La formación republicana lleva al Plenario una iniciativa para revertir una denominación de transporte público impuesta por el franquismo en 1939.

Imatge genèrica d'un rètol de parada de transport públic en una gran plaça urbana, amb figures borroses de fons.

Imatge genèrica d'un rètol de parada de transport públic en una gran plaça urbana, amb figures borroses de fons.

ERC presentará en el Plenario del 30 de enero del Ayuntamiento de Barcelona una propuesta para renombrar las paradas de transporte público de Glòries a Glòries Catalanes, buscando eliminar una denominación heredada del franquismo.
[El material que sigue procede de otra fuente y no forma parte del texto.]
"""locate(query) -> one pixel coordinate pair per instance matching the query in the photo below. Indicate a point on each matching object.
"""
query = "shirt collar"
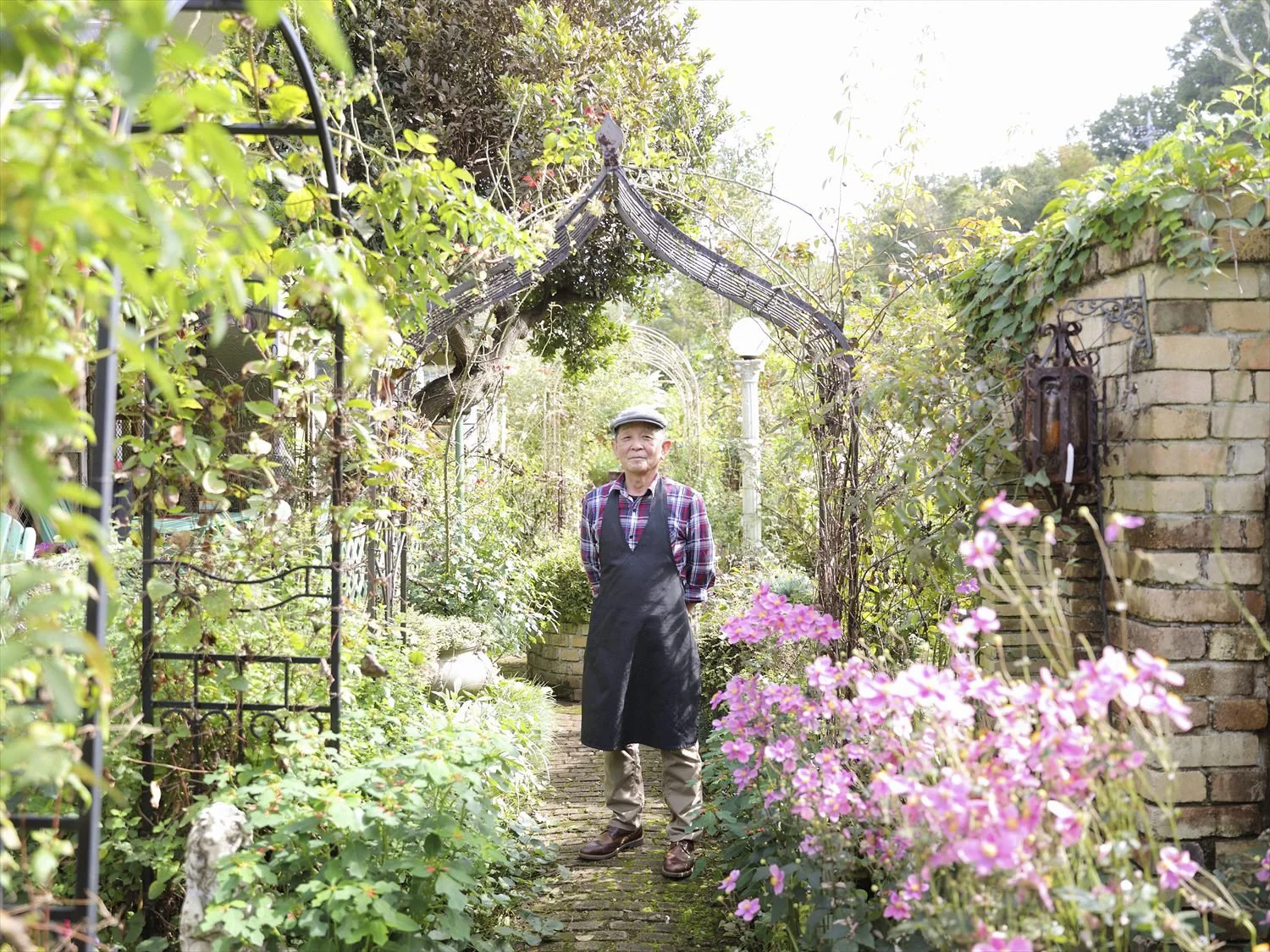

El grupo municipal de ERC, encabezado por Elisenda Alamany, argumenta que las estaciones de metro, bus y tranvía en la Plaça de les Glòries Catalanes deben adoptar el nombre completo de la plaza, que divide los distritos de Sant Martí y el Eixample. El objetivo es recuperar la identidad catalana que fue suprimida por el régimen de 1939.

"Una plaza que oficialmente se llama Plaça de les Glòries Catalanes continúe teniendo estaciones y paradas de transporte público con una denominación impuesta por el franquismo. Estamos hablando de una anomalía que viene de 1939 y que, por pura inercia, se ha mantenido hasta hoy."

Jordi Coronas · Concejal de ERC
El concejal Jordi Coronas señala que el nombre original de la plaza, establecido por Víctor Balaguer en 1863, fue alterado por la dictadura franquista el 7 de marzo de 1939 a “plaza de las Glorias”. Aunque el nombre oficial de la plaza fue restablecido a Plaça de les Glòries Catalanes en 1980, las estaciones de transporte, incluida la de metro inaugurada en 1951, mantuvieron la versión abreviada.
La iniciativa se presentará como ruego (prec), lo que implica que no requiere votación, sino la aceptación del gobierno municipal de Jaume Collboni. ERC solicita que se inste a Transports Metropolitans de Barcelona (TMB) y a la Autoritat del Transport Metropolità (ATM) a realizar el cambio para asegurar la coherencia toponímica en el paisaje urbano de Barcelona.
Además del cambio de nombre, los republicanos piden la restitución de las 12 placas de basalto negro que conmemoraban las “glorias cívicas y militares de Catalunya”, instaladas tras los Juegos Olímpicos de 1992. Estas placas fueron retiradas durante las obras de transformación de la plaza y su reposición fue aprobada por unanimidad en el plenario de Sant Martí el 11 de diciembre de 2025.